INTERVISTA A ODO FIORAVANTI, IL DESIGNER ITALIANO CHE ROMPE LE REGOLE E PLASMA L’ANIMA DEI SUOI OGGETTI

Quando il design scandisce il tempo e regala delle pause: l’arte di Odo

Odo Fioravanti è un industrial designer dal 1998, docente presso università prestigiose come il Politecnico di Milano, l’Università di San Marino, lo IUAV di Treviso, l’Istituto Marangoni, la Scuola Politecnica di Design, la Domus Academy e l’ HEAD Genève. Premiato a livello internazionale con riconoscimenti prestigiosi per i suoi progetti, i quali hanno preso parte a diverse esposizioni internazionali, sino alla candidatura al Design of The Year– Design Museum London – con la sua  Dragonfly chair.  

Lo studio di design di Odo Fioravanti dal 2006 ha sviluppato progetti per diverse compagnie come Abet Laminati, Ballarini, Casamania, COOP, Desalto, Eurochocolate, Flou, Fontana Arte, Foscarini, Gardesa, Guardini, Incotex, Mesa, Normann Copenhagen, Olivetti, Omnidecor, OPOS, Osama, Palomar, Pedrali, Pianca, Pinetti, Pircher, Segis, Telecom Italia, Toshiba, Vibram, Victorinox Swiss Army.

Ha disegnato per Pianca i modelli IntroCora e Seida

Il suo design rompe le regole, irrompe oltre l’immaginazione, scandisce un tempo e regala delle pause.

Cosa significa essere un designer oggi?

“Forse non lo so, nel senso che per come lavoro io l’oggi è uno dei possibili temi, ma non l’unico. Mi interessa più il domani della mia professione e di quello che produco con le aziende. A parte le battute, la professione del designer oggi è cambiata e mi sembra un momento storico in cui c’è la coesistenza di cose molto diverse sotto il cappello “design”. Per me significa occuparsi di riporre un po’ di intelligenza e di giustezza (anche nel senso di onestà intellettuale) nei prodotti. Riportare senso nel mondo della progettazione che sembra ondeggiare in modo schizofrenico tra un glamour privo di idee e alcune forme pseudo artistiche. Non sono “il moralizzatore”, ma neanche uno che pensa vada bene così.”
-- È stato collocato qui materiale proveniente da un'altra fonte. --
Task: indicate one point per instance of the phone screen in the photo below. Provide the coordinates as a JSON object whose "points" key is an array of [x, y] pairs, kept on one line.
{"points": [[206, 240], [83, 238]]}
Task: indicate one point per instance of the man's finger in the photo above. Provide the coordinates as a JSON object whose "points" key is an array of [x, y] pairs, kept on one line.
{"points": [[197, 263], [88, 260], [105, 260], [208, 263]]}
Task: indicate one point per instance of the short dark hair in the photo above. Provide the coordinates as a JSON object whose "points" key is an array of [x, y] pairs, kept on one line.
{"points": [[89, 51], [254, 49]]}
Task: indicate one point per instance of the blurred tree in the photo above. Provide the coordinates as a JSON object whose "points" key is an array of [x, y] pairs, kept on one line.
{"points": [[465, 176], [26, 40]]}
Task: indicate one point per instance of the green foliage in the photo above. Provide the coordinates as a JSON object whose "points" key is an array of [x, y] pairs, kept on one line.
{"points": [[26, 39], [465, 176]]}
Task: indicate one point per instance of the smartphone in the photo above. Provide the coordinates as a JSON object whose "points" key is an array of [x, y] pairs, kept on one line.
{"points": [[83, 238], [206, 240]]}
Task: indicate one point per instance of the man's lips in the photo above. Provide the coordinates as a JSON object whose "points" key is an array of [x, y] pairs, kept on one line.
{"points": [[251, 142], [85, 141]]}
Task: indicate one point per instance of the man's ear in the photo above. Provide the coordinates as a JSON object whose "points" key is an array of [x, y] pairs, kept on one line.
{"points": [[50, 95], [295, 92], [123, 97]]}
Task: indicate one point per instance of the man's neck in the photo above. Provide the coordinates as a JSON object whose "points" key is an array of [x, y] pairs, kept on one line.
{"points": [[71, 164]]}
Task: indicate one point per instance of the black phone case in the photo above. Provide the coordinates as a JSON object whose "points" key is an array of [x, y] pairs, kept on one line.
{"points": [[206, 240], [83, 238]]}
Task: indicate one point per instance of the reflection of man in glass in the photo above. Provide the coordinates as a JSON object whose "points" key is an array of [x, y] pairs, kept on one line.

Quanto è importante l’influenza e la presenza sui social network e sul web oggi per un designer?

“Credo sia fondamentale, specie nell’ era della crisi delle altre forme di divulgazione. Visto che non possiamo fare una serie su Netflix su ogni singolo gesto progettuale, non ci restano che i social: veloci, efficaci e contemporanei. Si comunica con leggerezza e rapidità e la connessione con i siti di acquisto online rende possibile potenzialmente un acquisto d’impulso del prodotto scaturito dal “mi piace”.”

Da cosa deriva il nome “Seida”, la sedia che hai disegnato per Pianca?

“Sembrerà una risposta superficiale ma dipende da un mispelling in una email in cui dialogavo con l’azienda. Scrissi “seida” invece di sedia e a posteriori rileggendolo pensai che sarebbe stato un bel modo per battezzare quel progetto. Infatti si trattava di una rielaborazione dell’idea di sedia in legno più classica e quindi era giusto pensare di rielaborare la stessa parola “sedia”.”

“Intro”, diminutivo di introversa, è il nome che hai scelto per la seconda sedia Pianca che hai disegnato.  A quale bisogno antropologico risponde?

“A quello dell’introversione dei singoli. Mi ha sempre divertito il fatto che le sedie siano stazioni singole ma che si ripetano sempre in gruppi. Un po’ come i villaggi di case in cui ogni casa è una unità richiusa su se stessa. La Intro è proprio così, celebra l’unità e l’introflessione del singolo ma viene sempre avvistata in gruppi!”

“Per ogni persona ci sono cento sedie che aspettano e certe volte aspettano invano”, hai dichiarato in un’intervista rilasciata a Domus. Quanto ha influenzato la tematica dell’attesa nella scelta del creare sempre sedie nuove?

“L’attesa e i tempi morti sono tempi di misurazione del sé. Penso che quando siamo da soli in attesa di qualcosa siamo messi a dura prova e ci confrontiamo con il nostro bilanciamento. Il  bilanciamento interiore quando progetti una sedia prende forma e dopo un po’ ti ritrovi davanti a quello che sei.

Meglio che pagare uno specialista no?”